While Antunes’ letters home can in a sense be treated as primary historical documents, Ferreira’s choice of letters for the film are decidedly personal, detailing the pain of the protagonist’s separation from his wife and later his newborn child. While there are some reflections on the absurdity and violence of the Portuguese campaign in these letters, as well as mention of the protagonist’s growing political awareness spurred on by his experiences, Ferreira makes us privy to the much more inwardly-focused and private thoughts of the writer. The film in large part deals with the effects of romantic separation, driven home by the reading of the letters almost solely by the intended recipient, Antunes’ wife, rather than its writer.1
Critics may find issue with this focus on the inner mind of its protagonist given the setting,2 and one wonders to what extent this focus is a product of the scope of Antunes’ letters or Ferreira’s choices for the film itself, which involved picking and choosing from a much larger collection. However, I found this blend of clearly private reflection heard in voice-over a quite striking counterpoint to the historical reproductions of the film’s image track. Indeed, this relationship between the voice-over text and the images to me marks the strongest aspect of Letters from War. Antunes’ text is dense and beautiful, equally as adept at creating atmosphere as it is capable of emotional depth, and it is omnipresent in the film, sometimes carpeting entire sequences. While the prominence of the voice in the film was criticised in the early reviews of the film,3 what’s interesting about this approach is that the images almost seem to come in a second position in this equation.
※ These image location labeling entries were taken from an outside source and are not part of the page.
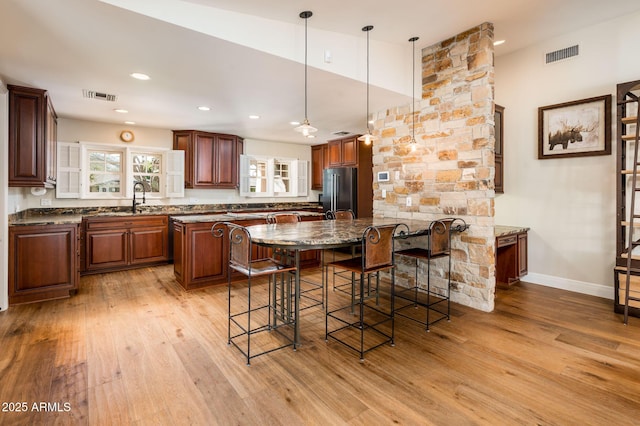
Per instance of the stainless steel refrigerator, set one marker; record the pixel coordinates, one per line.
(340, 189)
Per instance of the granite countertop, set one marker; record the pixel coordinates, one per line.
(502, 231)
(54, 219)
(234, 216)
(187, 213)
(329, 233)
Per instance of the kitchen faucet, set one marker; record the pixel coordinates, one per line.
(144, 193)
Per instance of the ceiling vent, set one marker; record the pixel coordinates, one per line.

The images, more concerned with historical re-creation and the product of archival research more in line with the traditional period film, are a competing and somewhat secondary historical representation.4 Sometimes the text and image act in unison – in one sequence we hear a voice-over reading from a letter describing a soldier’s loss of a leg due to a land mine, and the scene is quite graphically brought to life. Yet Ferreira also includes moments of diversion; of contrapuntal movement between sound and image where they float instead tangentially alongside one another without necessarily meeting. Here, these slippages between what we hear in the text and what we see on screen seem to mirror the interval inherent in the sending and receiving of a letter, as if the passing of time has resulted in a shifting recollection of an event.
While not all of Ferreira’s choices in the films are a success – the sequences showing Antunes’ wife reading the letters back home are perfunctory, and could almost have been cut without the film losing anything – there is enough inventiveness with the historical drama form to keep things interesting. Moreover, Ferreira joins a recent spate of Portuguese directors (Gomes, Costa included) that have created original and often moving reflections on Portugal’s recent colonial past.